The Boston Metal team.
Photo courtesy Boston Metal
The cost of carbon for ArcelorMittal
For ArcelorMittal, making steel without greenhouse gas emissions is not only a responsibility, but also a business necessity according to Irina Gorbounova, a vice president and the Head of XCarb Innovation Fund at ArcelorMittal.
“Our customers are asking for it, our investors expect us to transition and our employees — and our future workforce — want to work for a company that is part of the solution and not part of the world’s climate problem,” Gorbounova told CNBC.
“Increasingly, we are also seeing a cost of carbon,” Gorbounova told CNBC. In Europe, the Emissions Trading System, or ETS, already puts a price on carbon emissions, Gorbounova told CNBC.
“The EU has been at the forefront of climate policy, but it’s reasonable to expect other regions to follow. So, there is a business case for us to decarbonize as well,” Gorbounova told CNBC. “Zero or near-zero carbon emissions steel will become a reality. The only question is how quickly we can make that journey happen. If steel companies don’t decarbonize, they will not stand the test of time.”
Ironically, steel is a primary component ingredient in many of the technologies being constructed to decarbonize, such as wind toward and electric vehicles, Gorbounova said.
Microsoft does not build cars or make steel, but it is trying to meet its own aggressive climate goals, which include being carbon negative by 2030 and removing all of the company’s historic carbon emissions since the company was founded in 1975.
Boston Metal CEO Tadeu Carneiro worked in the steel industry for decades before coming on to lead the MIT spin out.
Photo courtesy Boston Metal
How does Boston Metal do it?
Traditionally, the first step in steel production is to combine iron ore or iron oxide, which is mined out of the ground, with coal in a very hot blast furnace.

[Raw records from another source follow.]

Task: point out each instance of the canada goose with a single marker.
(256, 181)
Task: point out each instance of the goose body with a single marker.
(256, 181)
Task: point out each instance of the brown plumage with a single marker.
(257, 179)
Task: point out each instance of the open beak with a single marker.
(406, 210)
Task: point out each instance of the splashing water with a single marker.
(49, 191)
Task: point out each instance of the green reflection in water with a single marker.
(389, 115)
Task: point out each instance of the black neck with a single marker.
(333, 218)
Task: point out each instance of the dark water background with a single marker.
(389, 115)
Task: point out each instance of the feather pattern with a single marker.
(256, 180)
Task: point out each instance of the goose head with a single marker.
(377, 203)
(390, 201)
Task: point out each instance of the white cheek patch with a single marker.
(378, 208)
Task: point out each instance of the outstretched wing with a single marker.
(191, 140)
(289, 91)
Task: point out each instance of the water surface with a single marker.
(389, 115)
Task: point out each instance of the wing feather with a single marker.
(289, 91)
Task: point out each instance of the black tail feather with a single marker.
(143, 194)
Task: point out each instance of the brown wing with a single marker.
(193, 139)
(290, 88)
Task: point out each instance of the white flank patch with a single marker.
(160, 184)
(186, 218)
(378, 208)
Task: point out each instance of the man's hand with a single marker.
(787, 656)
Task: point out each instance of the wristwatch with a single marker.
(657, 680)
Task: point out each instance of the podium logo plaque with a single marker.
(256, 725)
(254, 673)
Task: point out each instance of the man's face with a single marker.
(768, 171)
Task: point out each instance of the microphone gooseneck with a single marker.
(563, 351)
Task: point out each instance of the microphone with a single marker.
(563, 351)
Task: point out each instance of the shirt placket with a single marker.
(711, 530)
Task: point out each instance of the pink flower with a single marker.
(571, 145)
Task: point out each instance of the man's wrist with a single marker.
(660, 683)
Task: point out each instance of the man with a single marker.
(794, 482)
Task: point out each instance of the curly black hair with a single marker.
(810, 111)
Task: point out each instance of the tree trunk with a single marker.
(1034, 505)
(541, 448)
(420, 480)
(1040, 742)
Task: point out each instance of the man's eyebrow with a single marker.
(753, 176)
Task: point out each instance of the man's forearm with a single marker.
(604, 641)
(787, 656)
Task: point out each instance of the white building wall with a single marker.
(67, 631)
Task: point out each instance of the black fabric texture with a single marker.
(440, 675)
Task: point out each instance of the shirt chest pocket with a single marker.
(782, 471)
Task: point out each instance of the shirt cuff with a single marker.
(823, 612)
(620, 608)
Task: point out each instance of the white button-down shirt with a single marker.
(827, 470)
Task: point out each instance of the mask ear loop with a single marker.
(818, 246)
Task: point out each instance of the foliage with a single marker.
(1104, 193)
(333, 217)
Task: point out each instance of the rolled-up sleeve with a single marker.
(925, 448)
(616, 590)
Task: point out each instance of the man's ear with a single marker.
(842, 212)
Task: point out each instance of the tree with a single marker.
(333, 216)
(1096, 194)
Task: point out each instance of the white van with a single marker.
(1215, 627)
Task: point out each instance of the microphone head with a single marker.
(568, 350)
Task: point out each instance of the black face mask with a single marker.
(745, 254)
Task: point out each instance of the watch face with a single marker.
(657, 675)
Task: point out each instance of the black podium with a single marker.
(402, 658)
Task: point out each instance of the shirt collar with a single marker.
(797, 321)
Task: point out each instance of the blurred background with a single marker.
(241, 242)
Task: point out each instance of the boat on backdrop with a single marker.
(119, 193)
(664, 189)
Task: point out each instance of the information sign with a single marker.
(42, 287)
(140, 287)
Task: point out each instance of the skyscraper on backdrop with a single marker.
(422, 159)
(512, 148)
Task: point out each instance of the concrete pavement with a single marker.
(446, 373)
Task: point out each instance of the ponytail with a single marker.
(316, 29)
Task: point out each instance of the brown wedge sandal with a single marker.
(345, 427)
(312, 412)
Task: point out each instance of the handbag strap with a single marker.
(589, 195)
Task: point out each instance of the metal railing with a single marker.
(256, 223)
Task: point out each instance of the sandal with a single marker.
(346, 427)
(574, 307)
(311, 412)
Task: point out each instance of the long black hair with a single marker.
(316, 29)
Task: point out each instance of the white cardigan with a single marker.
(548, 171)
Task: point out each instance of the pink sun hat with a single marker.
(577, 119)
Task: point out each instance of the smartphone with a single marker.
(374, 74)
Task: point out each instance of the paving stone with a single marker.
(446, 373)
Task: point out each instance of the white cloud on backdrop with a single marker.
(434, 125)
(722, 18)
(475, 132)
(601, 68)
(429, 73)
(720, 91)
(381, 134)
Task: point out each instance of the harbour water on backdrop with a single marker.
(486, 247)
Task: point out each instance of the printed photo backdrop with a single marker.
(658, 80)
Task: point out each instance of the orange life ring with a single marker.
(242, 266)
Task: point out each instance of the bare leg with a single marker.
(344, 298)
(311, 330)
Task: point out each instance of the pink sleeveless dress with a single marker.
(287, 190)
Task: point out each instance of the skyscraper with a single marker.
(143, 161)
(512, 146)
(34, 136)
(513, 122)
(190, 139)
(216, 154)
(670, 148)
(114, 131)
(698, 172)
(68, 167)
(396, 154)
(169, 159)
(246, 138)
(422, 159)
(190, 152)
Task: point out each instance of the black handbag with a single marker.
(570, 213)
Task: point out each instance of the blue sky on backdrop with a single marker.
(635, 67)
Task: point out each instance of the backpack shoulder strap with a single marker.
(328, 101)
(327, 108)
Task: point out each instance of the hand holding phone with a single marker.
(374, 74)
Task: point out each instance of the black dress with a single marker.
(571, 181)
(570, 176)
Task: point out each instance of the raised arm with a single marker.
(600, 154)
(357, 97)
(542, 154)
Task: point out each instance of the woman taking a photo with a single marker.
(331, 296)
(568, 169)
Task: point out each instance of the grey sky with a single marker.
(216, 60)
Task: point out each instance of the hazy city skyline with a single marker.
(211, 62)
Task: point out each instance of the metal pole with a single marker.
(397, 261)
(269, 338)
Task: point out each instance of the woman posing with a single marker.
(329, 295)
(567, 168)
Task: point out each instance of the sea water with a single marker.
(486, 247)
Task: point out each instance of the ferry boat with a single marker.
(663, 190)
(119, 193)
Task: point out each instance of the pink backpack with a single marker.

That process generates significant CO2 emissions.
Scrap recycling is also a key part of the global industry, accounting for 30% of steel production (70%in the United States), and has a “much smaller” carbon footprint, Carneiro said.
Boston Metal’s technology, Molten Oxide Electrolysis, passes electricity through the iron oxide mixed with what Carneiro calls a “soup of other oxides” to make iron and oxygen. Oxides are chemical compounds that contain at least one oxygen atom, and Boston’s process includes common oxides like alumina, silica, calcium and magnesium.

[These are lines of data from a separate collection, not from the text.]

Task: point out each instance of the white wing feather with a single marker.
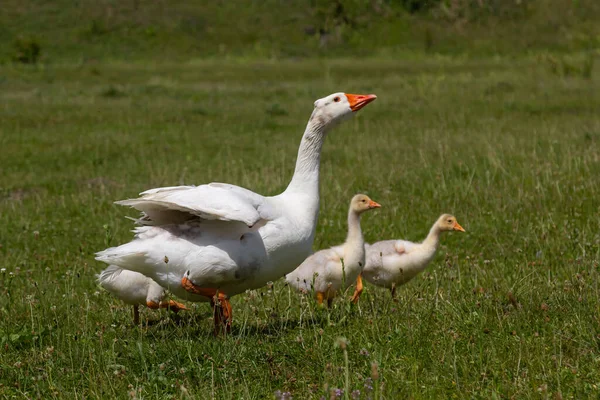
(214, 201)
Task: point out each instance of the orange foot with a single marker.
(219, 301)
(357, 291)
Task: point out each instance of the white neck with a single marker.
(306, 175)
(433, 238)
(354, 238)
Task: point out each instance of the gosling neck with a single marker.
(433, 238)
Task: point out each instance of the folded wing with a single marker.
(214, 201)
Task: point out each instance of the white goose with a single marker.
(330, 270)
(136, 289)
(222, 239)
(392, 263)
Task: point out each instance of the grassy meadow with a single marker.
(508, 310)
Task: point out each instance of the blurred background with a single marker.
(86, 31)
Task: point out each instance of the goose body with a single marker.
(330, 270)
(220, 239)
(391, 263)
(135, 289)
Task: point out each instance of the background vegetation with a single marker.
(89, 31)
(487, 110)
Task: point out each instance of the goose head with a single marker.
(338, 107)
(448, 222)
(361, 203)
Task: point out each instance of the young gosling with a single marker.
(325, 271)
(392, 263)
(135, 289)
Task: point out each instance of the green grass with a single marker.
(108, 30)
(508, 310)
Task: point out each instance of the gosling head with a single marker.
(448, 222)
(361, 203)
(340, 106)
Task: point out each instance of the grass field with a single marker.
(508, 310)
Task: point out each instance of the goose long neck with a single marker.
(433, 238)
(355, 237)
(306, 174)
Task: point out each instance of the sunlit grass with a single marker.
(508, 309)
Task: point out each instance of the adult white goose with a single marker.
(330, 270)
(222, 239)
(392, 263)
(136, 289)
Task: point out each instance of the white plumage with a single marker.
(135, 289)
(221, 238)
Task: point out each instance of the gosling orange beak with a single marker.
(457, 227)
(358, 101)
(373, 204)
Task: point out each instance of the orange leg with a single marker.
(320, 297)
(136, 315)
(358, 290)
(218, 300)
(222, 313)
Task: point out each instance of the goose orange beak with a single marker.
(374, 204)
(358, 101)
(457, 227)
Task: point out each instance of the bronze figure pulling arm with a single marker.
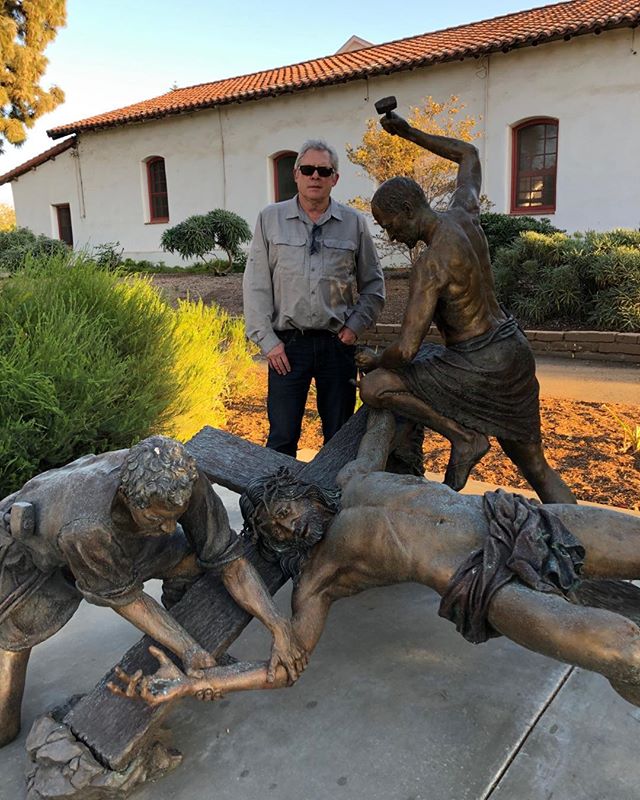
(244, 585)
(151, 618)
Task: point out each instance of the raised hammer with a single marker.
(386, 105)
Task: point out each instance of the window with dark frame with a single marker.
(65, 231)
(535, 159)
(158, 195)
(285, 186)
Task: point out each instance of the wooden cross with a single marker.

“There’s no carbon involved” in the process of making the iron from this method, Carneiro said.
That said, heating this soup to the required 1,600 degrees Celsius requires significant electrical energy — making one million tons of steel per year will require 500 megawatts of baseload clean electricity, or about half the electricity necessary to power a midsize city. “The availability of electricity will dictate how fast the process will be implemented,” Carneiro said.
The electricity has to be clean as well, or it defeats the entire purpose.
“We believe in the future, we will have abundant and reliable and green and cheap electricity in order to use this process and manufacture green steel,” Carniero said.
There are other processes being developed to make clean steel with hydrogen, but they require very pure iron oxide, and only about 4% of the iron ore that is commercialized is suitable, Carniero said.
Boston Metal will eventually license its technology to steel companies, not be a steel manufacturer itself.
“Every steelmaking company is in contact with us to understand our progress and when we will become commercial,” Carneiro told CNBC. “They all making pledges to be carbon-neutral by 2050. And they don’t really have a solution right now. So, they really need a solution for large scale, and our technology is the only one that can scale up to this billions of tons of capacity.”